New insight into multiple hydrogen-bond networks of functional organosilicas system for collaborative transformation of CO2 under mild conditions

Abstract

It is challenging to integrate various active species into porous materials in an organized manner to realize efficient and synchronous CO2 adsorption and chemical conversion. Here multiple Lewis base and dual hydrogen bond donor (HBD) units were integrated into an organosilicon precursor, and novel triazine and hydrazo sites co-modified periodic mesoporous organosilicas (THPMOs) were prepared via a simple hydrothermal self-assembly method. The morphological structures of THPMOs with different contents of active sites were characterized.
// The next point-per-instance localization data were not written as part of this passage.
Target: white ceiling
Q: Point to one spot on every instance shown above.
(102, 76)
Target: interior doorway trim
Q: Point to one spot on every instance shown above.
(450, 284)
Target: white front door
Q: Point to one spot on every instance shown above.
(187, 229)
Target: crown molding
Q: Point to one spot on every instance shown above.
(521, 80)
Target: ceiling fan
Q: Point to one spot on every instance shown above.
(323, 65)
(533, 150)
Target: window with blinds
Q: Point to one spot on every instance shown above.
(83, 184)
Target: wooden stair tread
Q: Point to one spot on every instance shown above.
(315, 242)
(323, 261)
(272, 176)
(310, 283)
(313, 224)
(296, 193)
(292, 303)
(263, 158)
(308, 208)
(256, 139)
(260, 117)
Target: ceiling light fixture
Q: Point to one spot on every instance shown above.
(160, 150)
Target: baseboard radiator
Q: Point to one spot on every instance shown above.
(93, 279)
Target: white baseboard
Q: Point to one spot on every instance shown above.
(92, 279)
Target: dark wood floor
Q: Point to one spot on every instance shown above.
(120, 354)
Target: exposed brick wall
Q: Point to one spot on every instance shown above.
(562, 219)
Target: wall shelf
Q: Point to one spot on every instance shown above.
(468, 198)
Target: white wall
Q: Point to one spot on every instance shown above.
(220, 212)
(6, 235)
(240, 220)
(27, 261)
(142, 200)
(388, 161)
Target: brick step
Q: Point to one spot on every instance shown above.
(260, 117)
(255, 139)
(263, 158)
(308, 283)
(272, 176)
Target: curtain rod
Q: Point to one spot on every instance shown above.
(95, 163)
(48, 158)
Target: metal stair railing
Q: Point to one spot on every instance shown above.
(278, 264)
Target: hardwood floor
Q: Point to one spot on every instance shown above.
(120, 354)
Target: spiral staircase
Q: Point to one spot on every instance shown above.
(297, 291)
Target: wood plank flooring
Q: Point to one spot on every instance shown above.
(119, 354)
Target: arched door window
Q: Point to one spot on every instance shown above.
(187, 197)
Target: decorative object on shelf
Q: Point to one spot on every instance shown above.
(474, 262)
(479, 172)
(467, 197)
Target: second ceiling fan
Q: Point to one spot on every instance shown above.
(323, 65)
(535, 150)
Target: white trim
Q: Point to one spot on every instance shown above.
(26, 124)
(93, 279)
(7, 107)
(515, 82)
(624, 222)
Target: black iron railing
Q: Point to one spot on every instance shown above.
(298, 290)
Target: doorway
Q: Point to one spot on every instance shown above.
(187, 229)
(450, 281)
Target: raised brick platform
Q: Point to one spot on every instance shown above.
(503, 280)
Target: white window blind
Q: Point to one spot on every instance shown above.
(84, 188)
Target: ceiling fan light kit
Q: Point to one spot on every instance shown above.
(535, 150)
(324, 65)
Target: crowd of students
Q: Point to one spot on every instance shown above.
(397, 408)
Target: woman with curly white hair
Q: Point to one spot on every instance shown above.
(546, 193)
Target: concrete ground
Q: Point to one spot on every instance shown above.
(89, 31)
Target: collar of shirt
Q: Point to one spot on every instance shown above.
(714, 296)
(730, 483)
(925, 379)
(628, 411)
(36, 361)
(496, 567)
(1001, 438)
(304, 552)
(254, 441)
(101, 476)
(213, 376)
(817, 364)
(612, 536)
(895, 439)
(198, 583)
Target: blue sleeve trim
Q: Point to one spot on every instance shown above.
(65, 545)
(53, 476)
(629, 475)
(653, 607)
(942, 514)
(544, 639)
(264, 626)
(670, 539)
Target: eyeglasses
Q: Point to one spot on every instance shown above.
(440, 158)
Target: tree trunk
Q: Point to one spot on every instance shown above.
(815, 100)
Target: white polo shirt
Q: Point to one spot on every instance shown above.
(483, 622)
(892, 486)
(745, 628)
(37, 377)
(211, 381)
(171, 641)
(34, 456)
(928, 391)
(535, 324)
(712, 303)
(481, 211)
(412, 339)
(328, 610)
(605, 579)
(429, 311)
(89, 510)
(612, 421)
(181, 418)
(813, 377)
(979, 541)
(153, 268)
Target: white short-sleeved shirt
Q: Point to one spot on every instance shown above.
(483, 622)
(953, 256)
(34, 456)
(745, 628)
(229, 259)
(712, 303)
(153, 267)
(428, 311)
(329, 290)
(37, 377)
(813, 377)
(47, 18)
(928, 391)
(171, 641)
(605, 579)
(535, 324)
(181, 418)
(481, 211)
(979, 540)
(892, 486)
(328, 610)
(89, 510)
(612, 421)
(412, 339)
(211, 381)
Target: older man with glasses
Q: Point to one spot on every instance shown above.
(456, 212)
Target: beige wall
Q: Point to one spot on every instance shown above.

The THPMOs displayed high BET surface areas (699–876 m2/g) and favorable low-pressure CO2 adsorption capacities at 273 K. When combined with tetrabutylammonium iodide (TBAI), they promoted the model cycloaddition of CO2 and propylene oxide (PO) effectively. By regulating the molar ratios of organosilica precursors, the obtained THPMO-25 catalyzed this reaction and produced a 96 % propylene carbonate (PC) yield under mild conditions. Moreover, the THPMO-25 was applicable using various epoxides and also exhibited satisfactory structural stability during recycling. Combined with theoretical calculations, an insight into the reaction mechanism involving multiple hydrogen-bond interactions was provided. The robust and recyclable nanomaterials offer an attractive approach for CO2 adsorption and subsequent chemical synthesis of organic carbonate.